Éste es mi punto débil. Debí informar a Guikas enseguida pero decidí correr un riesgo y ahora tengo que pasar auténticos apuros para salir indemne. Hasta el momento, yo era la estrella de la representación, el equivalente a Karteris, el cantante de Los Baglamás. Ahora estoy a punto de convertirme en el equivalente de Kalia para el departamento.

– Quise investigar los datos antes de presentar un informe completo al señor director.

– ¿Cómo pensaba llevar a cabo sus investigaciones? ¿Chantajeando también al diputado que recibió el piso de Kustas?

– Me han asignado dos asesinatos, además de un negocio de blanqueo de dinero.
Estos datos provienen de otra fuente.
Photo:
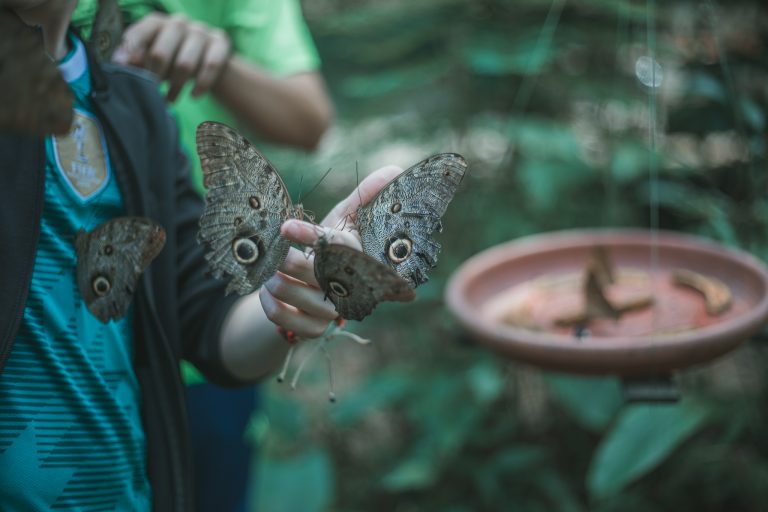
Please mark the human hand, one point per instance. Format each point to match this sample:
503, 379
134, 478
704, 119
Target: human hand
176, 49
292, 298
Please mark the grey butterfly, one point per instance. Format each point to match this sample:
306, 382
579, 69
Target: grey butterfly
354, 281
396, 226
36, 99
107, 30
245, 205
110, 260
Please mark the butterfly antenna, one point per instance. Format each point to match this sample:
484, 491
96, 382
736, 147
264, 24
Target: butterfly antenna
319, 181
331, 392
303, 363
357, 180
281, 377
301, 180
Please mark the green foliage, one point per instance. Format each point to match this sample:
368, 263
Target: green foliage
642, 438
541, 98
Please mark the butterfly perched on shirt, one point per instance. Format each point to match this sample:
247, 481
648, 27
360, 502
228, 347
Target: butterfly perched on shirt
110, 260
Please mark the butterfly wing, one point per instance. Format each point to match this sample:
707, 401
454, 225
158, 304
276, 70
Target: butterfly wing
246, 203
355, 282
396, 226
36, 99
107, 29
110, 260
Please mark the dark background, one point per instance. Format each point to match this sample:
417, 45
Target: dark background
543, 100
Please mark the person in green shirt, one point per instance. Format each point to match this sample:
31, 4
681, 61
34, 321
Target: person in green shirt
250, 64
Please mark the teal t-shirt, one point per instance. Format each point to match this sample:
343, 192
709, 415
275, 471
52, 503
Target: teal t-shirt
71, 436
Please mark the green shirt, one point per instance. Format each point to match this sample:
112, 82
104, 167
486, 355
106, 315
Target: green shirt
270, 33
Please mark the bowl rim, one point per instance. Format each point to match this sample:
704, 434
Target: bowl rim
606, 354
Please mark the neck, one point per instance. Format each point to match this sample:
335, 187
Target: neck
53, 18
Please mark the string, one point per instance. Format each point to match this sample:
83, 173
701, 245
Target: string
653, 170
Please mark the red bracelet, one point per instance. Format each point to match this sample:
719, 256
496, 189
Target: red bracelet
289, 336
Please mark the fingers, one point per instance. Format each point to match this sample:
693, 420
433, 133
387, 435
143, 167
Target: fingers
362, 195
176, 49
296, 306
214, 61
300, 266
185, 63
306, 233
Creí que mi deber era resolverlos.

– Su deber consiste en informar a sus superiores cuando sus investigaciones conciernen a personalidades políticas. Su deber consiste en pedir instrucciones. Hace muchos años que pertenece al cuerpo, sabe perfectamente cuáles son las normas. Usted tomó iniciativas sin informar a nadie, un comportamiento muy poco profesional, teniente.
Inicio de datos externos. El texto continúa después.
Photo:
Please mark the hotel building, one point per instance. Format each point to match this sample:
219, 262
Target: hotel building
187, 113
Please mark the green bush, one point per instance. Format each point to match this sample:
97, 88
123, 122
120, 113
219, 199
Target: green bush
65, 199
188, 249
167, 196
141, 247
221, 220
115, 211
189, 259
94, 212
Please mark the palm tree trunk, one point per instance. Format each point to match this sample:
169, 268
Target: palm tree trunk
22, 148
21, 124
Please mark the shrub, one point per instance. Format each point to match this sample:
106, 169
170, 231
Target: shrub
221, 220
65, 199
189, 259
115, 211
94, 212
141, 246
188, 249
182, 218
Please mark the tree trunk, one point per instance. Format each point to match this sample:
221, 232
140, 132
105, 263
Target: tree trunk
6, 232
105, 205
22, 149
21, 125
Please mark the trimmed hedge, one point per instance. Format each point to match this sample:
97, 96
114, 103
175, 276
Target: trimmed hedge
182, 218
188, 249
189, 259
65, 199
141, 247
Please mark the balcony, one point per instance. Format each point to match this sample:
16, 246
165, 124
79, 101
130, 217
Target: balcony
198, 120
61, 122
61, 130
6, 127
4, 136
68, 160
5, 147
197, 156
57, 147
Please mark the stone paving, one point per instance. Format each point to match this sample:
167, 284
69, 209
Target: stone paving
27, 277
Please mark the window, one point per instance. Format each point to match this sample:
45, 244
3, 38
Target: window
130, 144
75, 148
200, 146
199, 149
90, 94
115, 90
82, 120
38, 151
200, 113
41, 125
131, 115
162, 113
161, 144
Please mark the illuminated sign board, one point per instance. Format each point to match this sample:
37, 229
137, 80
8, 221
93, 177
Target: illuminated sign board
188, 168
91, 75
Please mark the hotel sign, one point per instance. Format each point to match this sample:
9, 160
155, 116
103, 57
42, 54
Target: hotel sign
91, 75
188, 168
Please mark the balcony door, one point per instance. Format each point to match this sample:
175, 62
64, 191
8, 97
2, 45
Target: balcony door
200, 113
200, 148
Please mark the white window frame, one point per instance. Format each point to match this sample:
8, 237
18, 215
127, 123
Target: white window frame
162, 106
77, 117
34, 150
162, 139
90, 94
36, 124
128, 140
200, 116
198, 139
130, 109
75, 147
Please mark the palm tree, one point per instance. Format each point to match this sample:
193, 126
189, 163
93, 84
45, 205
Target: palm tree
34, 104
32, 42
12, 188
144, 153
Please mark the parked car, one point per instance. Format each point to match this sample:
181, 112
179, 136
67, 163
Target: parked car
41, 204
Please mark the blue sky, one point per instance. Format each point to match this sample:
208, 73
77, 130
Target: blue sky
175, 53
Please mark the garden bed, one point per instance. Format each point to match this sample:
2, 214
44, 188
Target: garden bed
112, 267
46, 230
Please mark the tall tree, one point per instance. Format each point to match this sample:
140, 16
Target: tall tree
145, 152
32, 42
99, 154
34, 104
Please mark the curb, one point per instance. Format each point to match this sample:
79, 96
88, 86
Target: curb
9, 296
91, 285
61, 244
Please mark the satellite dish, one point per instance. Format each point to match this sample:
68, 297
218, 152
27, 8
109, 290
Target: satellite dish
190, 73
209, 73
– Los constructores del Titanic eran también profesionales, señor secretario general, pero el mundo lo salvó Noé, un simple aficionado.

Su tez adquiere una tonalidad verdosa que recuerda las manzanas ácidas.

– Entregue los expedientes al señor Guikas -me ordena, conteniendo la ira-. Considérese apartado del servicio. Deberá someterse a un consejo disciplinario por haberse excedido en sus funciones.

– No he cometido ningún exceso. Si investigo dos asesinatos relacionados entre sí, me considero en la obligación de analizar todas las posibilidades.

– Desde luego, pero también tiene la obligación de actuar dentro de los límites de sus funciones. Usted no es Noé y nosotros no hundiremos el arca para complacerlo. Hemos terminado.

Claro que hemos terminado. Ya han visto los negativos, los documentos y las fotografías de la isla. ¿Qué más podrían decir? Me levanto y me encamino a la puerta sin pronunciar palabra. Los del comité disciplinario pensarán que estoy loco. Yo mismo me he puesto la soga al cuello, en lugar de haber entregado las pruebas -y la responsabilidad- a Guikas. Así habría actuado cualquiera para dormir con la conciencia tranquila. Basta con dar un paseo por los archivos para ver la montaña de casos sin resolver y admitir que soy un idiota.

– Quiero los expedientes en mi escritorio el lunes por la mañana -oigo la voz de Guikas a mis espaldas.

No contesto, ni le miro siquiera. Abro la puerta y salgo del despacho.